If you are located in the European Economic Area, United Kingdom, or Switzerland, you have additional rights:

  • Right to Restrict Processing: Limit how we use your data in certain circumstances
  • Right to Object: Object to processing based on legitimate interests or for direct marketing
  • Right to Data Portability: Receive your data in a structured, machine-readable format
  • Right to Withdraw Consent: Withdraw consent for processing activities based on consent
  • Right to Lodge a Complaint: File a complaint with your local data protection authority

8.3 California Privacy Rights (CCPA/CPRA)

California residents have the right to:

  • Know: Request disclosure of categories and specific pieces of personal information collected
  • Delete: Request deletion of personal information (subject to exceptions)
  • Opt-Out of Sale: We do not sell personal information
  • Non-Discrimination: Exercise privacy rights without discriminatory treatment
  • Correct: Request correction of inaccurate personal information
  • Limit Use of Sensitive Personal Information: Limit use of sensitive data (if applicable)

To exercise these rights, contact us at info@pasi.life. We will respond within 45 days.

9. Children's Privacy

Our Services are intended for users aged 13 and above. We do not knowingly collect personal information from children under 13 without parental consent.

Users between 13 and 18 should use our Services only with the knowledge and consent of a parent or legal guardian. If we become aware that we have collected information from a child under 13 without verified parental consent, we will take steps to delete that information promptly.

If you believe we have collected information from a child under 13, please contact us immediately at info@pasi.life.

10. International Data Transfers

Your information may be transferred to, stored, and processed in countries other than your country of residence, including countries that may not have the same data protection laws.

When we transfer data internationally, we implement appropriate safeguards, including:

  • Standard Contractual Clauses (SCCs) approved by the European Commission
  • Adequacy decisions recognizing equivalent data protection standards
  • Data Processing Agreements with service providers
  • Technical and organizational security measures

By using our Services, you consent to the transfer of your information to countries outside your residence.

11. Third-Party Links and Services

Our Services may contain links to third-party websites, applications, or services that are not operated by us. We are not responsible for the privacy practices of these third parties.

We encourage you to review the privacy policies of any third-party services you access through our platform. This Privacy Policy applies only to information collected by PASI.

12. Changes to This Privacy Policy

We may update this Privacy Policy from time to time to reflect changes in our practices, legal requirements, or operational needs. Material changes will be communicated through:

  • Email notification to registered users
  • Prominent notice on our website or platform
  • In-app notifications

The "Last Updated" date at the top of this policy indicates when it was last revised. We encourage you to review this Privacy Policy periodically.

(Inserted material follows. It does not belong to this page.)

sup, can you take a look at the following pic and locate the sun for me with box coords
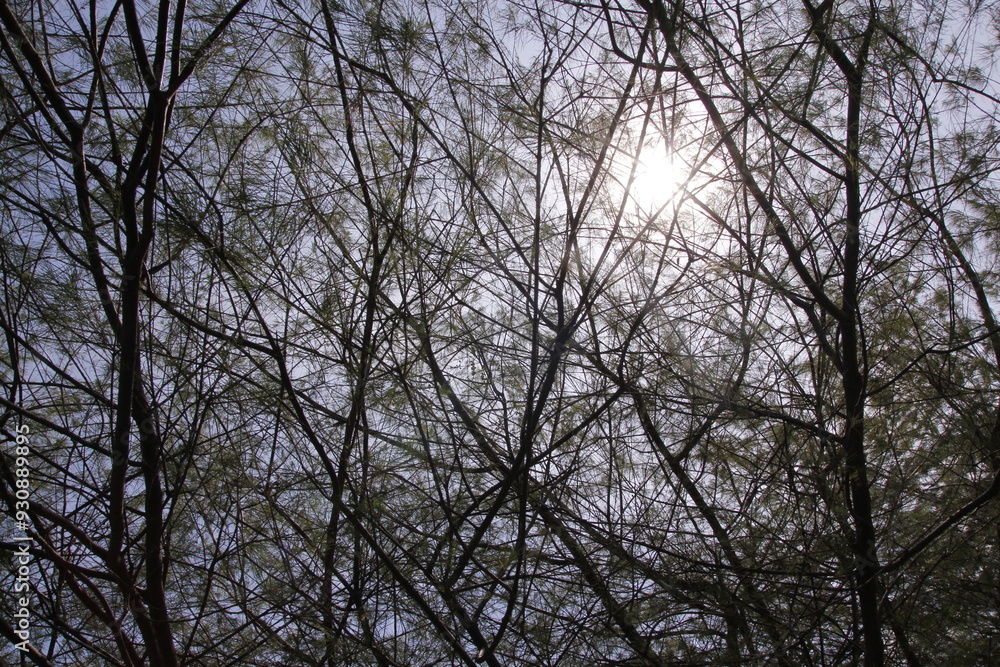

Continued use of our Services after changes take effect constitutes acceptance of the updated Privacy Policy. If you do not agree to the changes, you should discontinue use of our Services and close your account.

13. Data Protection Officer and Contact Information

For questions, concerns, or requests regarding this Privacy Policy or our data practices, please contact us:

Email: info@pasi.life

Subject Line: Privacy Inquiry / Data Request

Privacy Team: PASI Data Protection Team

We will respond to privacy inquiries within 30 days (or as required by applicable law).

For GDPR Requests (EEA, UK, Switzerland):

Email: gdpr@pasi.life
Response time: Within 30 days of verified request

For California Privacy Requests (CCPA/CPRA):

Email: privacy@pasi.life
Toll-Free: [Your toll-free number if applicable]
Response time: Within 45 days of verified request

By using PASI's Services, you acknowledge that you have read and understood this Privacy Policy and consent to the collection, use, and disclosure of your information as described herein.